Here’s an alarming Mark Zuckerberg quote from The Facebook Effect by David Kirpatrick:
You have one identity… The days of you having a different image for your work friends or co-workers and for the other people you know are probably coming to an end pretty quickly… Having two identities for yourself is an example of a lack of integrity.
How nice for Mark Zuckerberg that he doesn’t feel the need to keep any part of himself private. Zuckerberg doesn’t have an identity outside of his work, which is common enough in Silicon Valley startup culture but is neither possible nor desirable for most of us. When family members have illnesses, or friends are feeling down, or I’m thinking or feeling something that doesn’t reflect well on me in that moment, how is that any of my coworkers’ business? Zuckerberg understands human psychology very well within the context of college and startup culture, but Facebook is an increasingly poor fit for the complexities of my social life.
Steve Cheney writes:
Facebook is no longer a social network. They stopped being one long before the movie. Facebook is really a huge broadcast platform. Everything that happens between its walls is one degree away from being public, one massive auditorium filled with everyone you’ve ever met, most of whom you haven’t seen or spoken to in years.

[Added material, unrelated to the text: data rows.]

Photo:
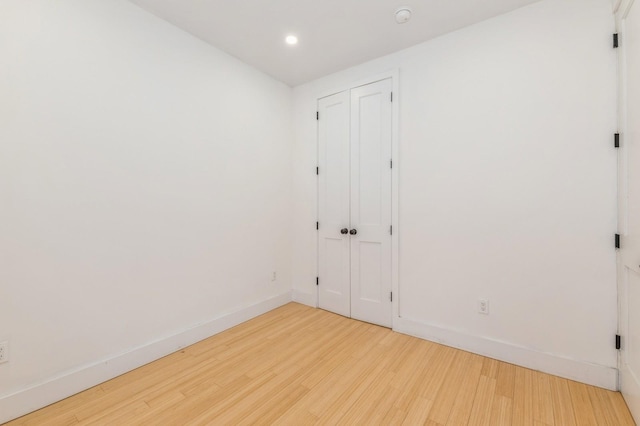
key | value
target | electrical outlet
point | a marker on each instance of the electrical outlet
(4, 352)
(483, 306)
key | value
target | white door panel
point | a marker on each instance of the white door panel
(371, 203)
(333, 180)
(629, 256)
(354, 154)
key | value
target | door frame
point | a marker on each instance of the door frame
(394, 75)
(622, 8)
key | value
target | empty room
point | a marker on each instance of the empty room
(297, 212)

In her essay “Facebook and Radical Transparency,” danah boyd articulates the disconnect between Zuckerberg’s values and everyone else’s.
Silicon Valley is filled with people engaged in self-branding, making a name for themselves by being exhibitionists.
In internet startup culture, typically you’re extremely proud of the work that you do, and you commit to it completely, immersing yourself in it. By the same token, you work so hard that you don’t have time left over to have other aspects to your personality. If your whole identity is wrapped up in a product that you’re proud and eager to get the word out about, what could be the harm in total personal transparency?
The problem is that most of us don’t completely identify with our jobs. We have aspects of our lives that we aren’t eager to share with everyone we encounter.
A while back, I was talking with a teenage girl about her privacy settings and noticed that she had made lots of content available to friends-of-friends. I asked her if she made her content available to her mother. She responded with, “of course not!” I had noticed that she had listed her aunt as a friend of hers and so I surfed with her to her aunt’s page and pointed out that her mother was a friend of her aunt, thus a friend-of-a-friend. She was horrified. It had never dawned on her that her mother might be included in that grouping.
If Facebook wanted radical transparency, they could communicate to users every single person and entity who can see their content. They could notify then when the content is accessed by a partner. They could show them who all is included in “friends-of-friends” (or at least a number of people). They hide behind lists because people’s abstractions allow them to share more. When people think “friends-of-friends” they don’t think about all of the types of people that their friends might link to; they think of the people that their friends would bring to a dinner party if they were to host it. When they think of everyone, they think of individual people who might have an interest in them, not 3rd party services who want to monetize or redistribute their data. Users have no sense of how their data is being used and Facebook is not radically transparent about what that data is used for. Quite the opposite. Convolution works. It keeps the press out.
In his essay “Confusing *a* public with *the* public,” Jeff Jarvis takes Facebook to task for not understanding that there are many different degrees of “public” and “private.”
Facebook and Mark Zuckerberg seem to assume that once something is public, it’s public. They confused sharing with publishing. They conflate the public sphere with the making of a public. That is, when I blog something, I am publishing it to the world for anyone and everyone to see: the more the better, is the assumption. But when I put something on Facebook my assumption had been that I was sharing it just with the public I created and control there. That public is private. Therein lies the confusion. Making that public public is what disturbs people. It robs them of their sense of control—and their actual control—of what they were sharing and with whom (no matter how many preferences we can set). On top of that, collecting our actions elsewhere on the net—our browsing and our likes—and making that public, too, through Facebook, disturbed people even more. Where does it end?
I disagree with Jeff Jarvis about Twitter.
In Facebook, we get to create our publics. In Twitter, we decide which publics to join. But neither is the public sphere; neither entails publishing to everyone.
Twitter does entail publishing to everyone unless you set your tweets to private. Each tweet is a page on the open web, indexed by Google. It’s a short-form blogging tool. That’s what I like about it. I’m intending my statements there to be read by any stranger who cares to tune in. I love Twitter, I enjoy it and derive tremendous practical benefit from it. But I also want something private, something for home truths and expressions of heartbreak and anxiety and frank discussion of medical issues. Twitter certainly isn’t that. Facebook could be tediously configured into that using lists, but even if it’s technically possible to use it that way, it feels wrong. It retains flavor of the dorm room, and that’s not a setting that I feel comfortable using for serious emotional issues.
I want to build something better, maybe on top of Diaspora. Who wants to join me?